Como "Tabu", como "The Hurricane", "Bird of Paradise" pode ser o filme mais belo do mundo, aquele em que todos os elementos fílmicos e da natureza surgem no cúmulo da pureza, cristalinos, feitos graça.
O modo como a máquina que filma se põe em perigo logo de início nas águas e o modo impassível como daí para a frente agarra e contempla os milagres da criação. O segredo disto não está no mundo em que Vidor se planta, ou não estará completamente, sim na forma como se vê esse mundo e como dele se extrai a poesia e se lhe reconhece e devolve o génio. Como se escolhe o ângulo onde a luz incide em esplendor como em mais nenhum dos ângulos bem como a distância de onde o magnânimo do que está defronte da lente surge no mais alto grau da sua imponência e beleza. Como os grandes pintores paisagísticos – verdadeiramente paisagísticos – ou como os grandes pintores da ardência e fogosidade, que para o caso é a mesma coisa, ou como Murnau (Cinema+Pintura / Cinema, Pintura), a questão está em apanhar e captar a vida inerente e interior de todas as coisas, de cada detalhe – um charco de água ou uma lagoa, a ponta de um ramo húmido ou uma lua cheia que se volve meia – e não a simples ilustração bilhete-postal ou moldura do que tão agradável à vista é.
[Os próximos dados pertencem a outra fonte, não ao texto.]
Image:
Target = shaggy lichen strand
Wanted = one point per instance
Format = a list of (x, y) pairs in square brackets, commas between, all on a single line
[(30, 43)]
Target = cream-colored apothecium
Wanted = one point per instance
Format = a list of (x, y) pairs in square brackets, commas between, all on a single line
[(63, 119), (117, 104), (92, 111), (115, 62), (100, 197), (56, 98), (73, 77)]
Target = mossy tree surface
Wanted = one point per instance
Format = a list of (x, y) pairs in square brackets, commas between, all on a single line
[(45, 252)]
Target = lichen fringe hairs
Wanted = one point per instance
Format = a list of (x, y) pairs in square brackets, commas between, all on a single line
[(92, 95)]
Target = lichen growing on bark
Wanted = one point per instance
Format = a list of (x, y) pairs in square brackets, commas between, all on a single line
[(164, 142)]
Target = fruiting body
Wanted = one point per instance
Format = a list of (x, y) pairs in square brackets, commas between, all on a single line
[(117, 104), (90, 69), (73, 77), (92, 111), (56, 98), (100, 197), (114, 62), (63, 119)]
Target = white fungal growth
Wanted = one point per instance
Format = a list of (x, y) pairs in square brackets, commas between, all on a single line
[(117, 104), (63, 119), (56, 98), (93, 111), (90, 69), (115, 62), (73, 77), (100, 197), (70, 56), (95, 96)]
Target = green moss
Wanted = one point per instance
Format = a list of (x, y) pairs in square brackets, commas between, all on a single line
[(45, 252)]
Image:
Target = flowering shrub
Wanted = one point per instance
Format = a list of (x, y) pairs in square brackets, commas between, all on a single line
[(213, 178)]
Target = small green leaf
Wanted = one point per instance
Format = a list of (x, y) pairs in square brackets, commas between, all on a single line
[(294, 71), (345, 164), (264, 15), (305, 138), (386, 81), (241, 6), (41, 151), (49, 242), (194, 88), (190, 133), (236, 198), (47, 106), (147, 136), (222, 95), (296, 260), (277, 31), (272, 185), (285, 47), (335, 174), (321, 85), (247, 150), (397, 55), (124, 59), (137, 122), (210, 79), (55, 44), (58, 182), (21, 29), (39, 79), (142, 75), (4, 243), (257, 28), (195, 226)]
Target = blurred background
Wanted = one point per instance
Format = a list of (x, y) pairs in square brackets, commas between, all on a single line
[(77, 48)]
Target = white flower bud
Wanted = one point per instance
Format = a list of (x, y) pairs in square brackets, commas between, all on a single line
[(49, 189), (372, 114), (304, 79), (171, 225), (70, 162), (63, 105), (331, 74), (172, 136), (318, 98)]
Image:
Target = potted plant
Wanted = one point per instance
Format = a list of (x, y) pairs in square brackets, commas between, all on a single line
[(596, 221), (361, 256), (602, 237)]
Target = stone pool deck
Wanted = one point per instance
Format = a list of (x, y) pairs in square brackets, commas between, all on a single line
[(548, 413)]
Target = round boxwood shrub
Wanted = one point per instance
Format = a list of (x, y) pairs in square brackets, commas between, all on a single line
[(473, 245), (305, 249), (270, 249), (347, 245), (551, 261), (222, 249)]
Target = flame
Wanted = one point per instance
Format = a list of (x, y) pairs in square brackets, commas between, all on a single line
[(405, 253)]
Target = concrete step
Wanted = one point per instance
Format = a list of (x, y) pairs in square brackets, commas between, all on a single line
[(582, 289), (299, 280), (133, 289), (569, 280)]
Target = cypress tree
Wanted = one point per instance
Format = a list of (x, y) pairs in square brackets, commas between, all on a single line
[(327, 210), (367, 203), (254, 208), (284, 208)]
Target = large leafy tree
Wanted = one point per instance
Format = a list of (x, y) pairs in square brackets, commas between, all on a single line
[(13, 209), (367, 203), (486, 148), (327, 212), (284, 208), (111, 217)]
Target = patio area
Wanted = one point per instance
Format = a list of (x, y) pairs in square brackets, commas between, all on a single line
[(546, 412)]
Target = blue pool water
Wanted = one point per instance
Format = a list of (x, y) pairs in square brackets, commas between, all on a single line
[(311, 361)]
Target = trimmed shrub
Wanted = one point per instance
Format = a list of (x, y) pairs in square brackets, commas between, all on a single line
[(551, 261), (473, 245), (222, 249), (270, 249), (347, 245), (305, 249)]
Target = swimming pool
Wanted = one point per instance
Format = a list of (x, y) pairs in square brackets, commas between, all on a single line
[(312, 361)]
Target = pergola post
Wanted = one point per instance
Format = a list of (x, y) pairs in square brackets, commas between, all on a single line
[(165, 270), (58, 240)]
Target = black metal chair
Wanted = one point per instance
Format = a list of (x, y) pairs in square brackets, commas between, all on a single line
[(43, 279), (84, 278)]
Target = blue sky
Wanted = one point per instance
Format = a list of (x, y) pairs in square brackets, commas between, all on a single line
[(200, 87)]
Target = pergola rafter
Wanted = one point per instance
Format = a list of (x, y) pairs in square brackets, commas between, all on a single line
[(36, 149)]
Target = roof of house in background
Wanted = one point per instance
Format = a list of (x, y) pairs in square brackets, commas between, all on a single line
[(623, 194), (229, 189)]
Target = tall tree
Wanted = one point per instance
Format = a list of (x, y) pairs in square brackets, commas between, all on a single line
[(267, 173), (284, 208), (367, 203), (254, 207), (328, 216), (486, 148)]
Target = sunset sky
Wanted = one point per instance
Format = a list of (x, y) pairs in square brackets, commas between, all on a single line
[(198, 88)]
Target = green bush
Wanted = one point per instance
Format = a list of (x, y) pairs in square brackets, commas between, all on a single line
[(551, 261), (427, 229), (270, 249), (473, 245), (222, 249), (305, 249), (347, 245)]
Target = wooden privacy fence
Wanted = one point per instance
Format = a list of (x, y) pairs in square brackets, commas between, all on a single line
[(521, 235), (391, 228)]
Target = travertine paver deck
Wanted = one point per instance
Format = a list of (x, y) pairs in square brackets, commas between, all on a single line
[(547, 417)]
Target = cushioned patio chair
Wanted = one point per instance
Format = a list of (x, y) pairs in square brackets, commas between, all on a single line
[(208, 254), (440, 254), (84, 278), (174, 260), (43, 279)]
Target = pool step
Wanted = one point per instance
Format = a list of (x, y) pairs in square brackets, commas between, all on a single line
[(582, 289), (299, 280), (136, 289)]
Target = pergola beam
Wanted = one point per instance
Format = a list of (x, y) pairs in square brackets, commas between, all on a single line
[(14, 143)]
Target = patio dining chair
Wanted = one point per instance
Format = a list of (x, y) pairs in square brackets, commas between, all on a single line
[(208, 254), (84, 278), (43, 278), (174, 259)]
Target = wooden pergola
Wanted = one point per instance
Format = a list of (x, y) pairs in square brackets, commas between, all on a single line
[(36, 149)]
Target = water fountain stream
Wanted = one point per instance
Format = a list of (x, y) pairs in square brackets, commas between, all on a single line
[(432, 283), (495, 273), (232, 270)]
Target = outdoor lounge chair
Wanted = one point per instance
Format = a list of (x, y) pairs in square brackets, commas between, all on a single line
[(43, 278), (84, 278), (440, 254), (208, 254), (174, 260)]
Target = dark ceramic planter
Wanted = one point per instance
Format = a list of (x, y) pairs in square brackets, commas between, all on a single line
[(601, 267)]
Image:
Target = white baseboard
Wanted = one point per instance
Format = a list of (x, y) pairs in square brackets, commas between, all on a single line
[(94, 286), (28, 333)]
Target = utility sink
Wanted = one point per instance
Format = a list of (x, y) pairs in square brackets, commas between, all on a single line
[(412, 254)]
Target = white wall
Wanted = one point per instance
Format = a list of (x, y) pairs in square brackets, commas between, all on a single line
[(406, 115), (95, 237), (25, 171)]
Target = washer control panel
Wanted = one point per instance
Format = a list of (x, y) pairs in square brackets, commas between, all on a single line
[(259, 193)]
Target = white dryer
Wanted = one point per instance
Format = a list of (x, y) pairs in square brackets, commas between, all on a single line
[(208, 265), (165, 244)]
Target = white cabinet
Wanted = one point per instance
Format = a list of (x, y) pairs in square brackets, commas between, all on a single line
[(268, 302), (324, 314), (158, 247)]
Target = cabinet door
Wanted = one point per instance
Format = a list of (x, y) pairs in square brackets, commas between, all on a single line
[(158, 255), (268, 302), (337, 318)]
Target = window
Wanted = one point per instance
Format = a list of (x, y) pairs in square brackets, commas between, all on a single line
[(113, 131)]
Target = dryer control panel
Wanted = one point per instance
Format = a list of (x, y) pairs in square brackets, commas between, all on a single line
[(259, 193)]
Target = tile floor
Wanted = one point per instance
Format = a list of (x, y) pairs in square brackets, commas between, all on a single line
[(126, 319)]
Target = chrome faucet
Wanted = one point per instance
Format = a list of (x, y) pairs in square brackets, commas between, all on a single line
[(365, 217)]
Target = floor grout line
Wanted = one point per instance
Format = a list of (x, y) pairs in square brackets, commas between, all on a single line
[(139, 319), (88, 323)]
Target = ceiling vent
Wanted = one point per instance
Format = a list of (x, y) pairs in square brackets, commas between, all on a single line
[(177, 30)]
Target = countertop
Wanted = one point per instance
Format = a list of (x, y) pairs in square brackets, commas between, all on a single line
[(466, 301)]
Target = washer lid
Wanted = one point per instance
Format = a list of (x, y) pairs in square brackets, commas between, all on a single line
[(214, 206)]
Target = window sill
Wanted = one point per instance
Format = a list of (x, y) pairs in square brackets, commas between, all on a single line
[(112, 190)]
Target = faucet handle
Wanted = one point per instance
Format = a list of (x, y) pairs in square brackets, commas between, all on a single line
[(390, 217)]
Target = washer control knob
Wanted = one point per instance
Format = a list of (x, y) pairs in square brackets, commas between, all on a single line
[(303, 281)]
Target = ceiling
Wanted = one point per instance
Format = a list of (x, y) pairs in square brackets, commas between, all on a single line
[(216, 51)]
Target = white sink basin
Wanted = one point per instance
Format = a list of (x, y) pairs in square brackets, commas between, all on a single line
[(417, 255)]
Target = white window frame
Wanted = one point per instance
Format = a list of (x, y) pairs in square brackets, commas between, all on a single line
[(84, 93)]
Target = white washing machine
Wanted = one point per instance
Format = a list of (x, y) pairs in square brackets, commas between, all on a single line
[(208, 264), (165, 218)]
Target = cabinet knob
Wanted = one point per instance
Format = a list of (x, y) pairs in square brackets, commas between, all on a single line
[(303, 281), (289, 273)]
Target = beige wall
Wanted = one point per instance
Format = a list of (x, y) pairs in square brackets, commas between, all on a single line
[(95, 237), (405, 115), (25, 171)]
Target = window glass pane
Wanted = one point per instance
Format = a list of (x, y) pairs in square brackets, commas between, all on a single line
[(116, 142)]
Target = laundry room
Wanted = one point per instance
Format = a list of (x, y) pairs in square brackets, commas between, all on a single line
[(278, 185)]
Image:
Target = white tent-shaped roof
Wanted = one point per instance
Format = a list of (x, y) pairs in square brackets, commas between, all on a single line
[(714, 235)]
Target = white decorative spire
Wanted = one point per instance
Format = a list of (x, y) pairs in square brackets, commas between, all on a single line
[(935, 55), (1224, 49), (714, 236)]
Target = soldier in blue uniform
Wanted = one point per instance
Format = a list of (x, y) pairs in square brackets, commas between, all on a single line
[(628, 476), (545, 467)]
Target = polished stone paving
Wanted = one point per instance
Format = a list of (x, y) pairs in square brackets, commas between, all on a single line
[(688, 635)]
Como eles, os grandes, conseguem isso? Nunca saberei.
Se em "The Champ", imediatamente anterior, tudo reluzia mesmo no negrume, aqui temos o mal em abstracto e assustador e a constatação que tantas vezes só escondidos para a felicidade se encontrar.
E o sublime é atingido a cada momento sem a introdução de sinais ou de aparências perto da obscenidade ou do mau gosto, sem recorrências ou toques filosóficos, sublime como máximo de emoção.
Realismo físico? Estilização poética? Realismo poético? Podem-me dar mil razões que vou continuar a duvidar do que isto seja.
Momentos de arrebatamento:
- A chegada dos intrusos à ilha, a contraluz dos nativos em observação e a felicidade com que estes descobrem os brinquedos oferecidos.
- Joel McCrea a roubar Dolores del Rio (para sempre a índia de "The Fugitive" de John Ford) aos reis e aos prometidos, na escuridão total, seta que rasga a noite rio fora.
- Os bailados sedutores e carnais dos rituais da tribo e os bailados dos barcos. Ainda o outro bailado no fundo dos mares entre ele e ela, suprema elegância dos movimentos. Um dos topos do erotismo segundo Vidor.
- Já na ilha de todas as promessas, as subidas pelos rios e cataratas acima, onde se banham e provam da água, e o momento em que fazem projectos de construir casa e a chuva irrompe – mais uma vez, só a visão do poeta pode assim animar o que julgaríamos certo e outro patamar atingir. Uma coisa que é já outra coisa.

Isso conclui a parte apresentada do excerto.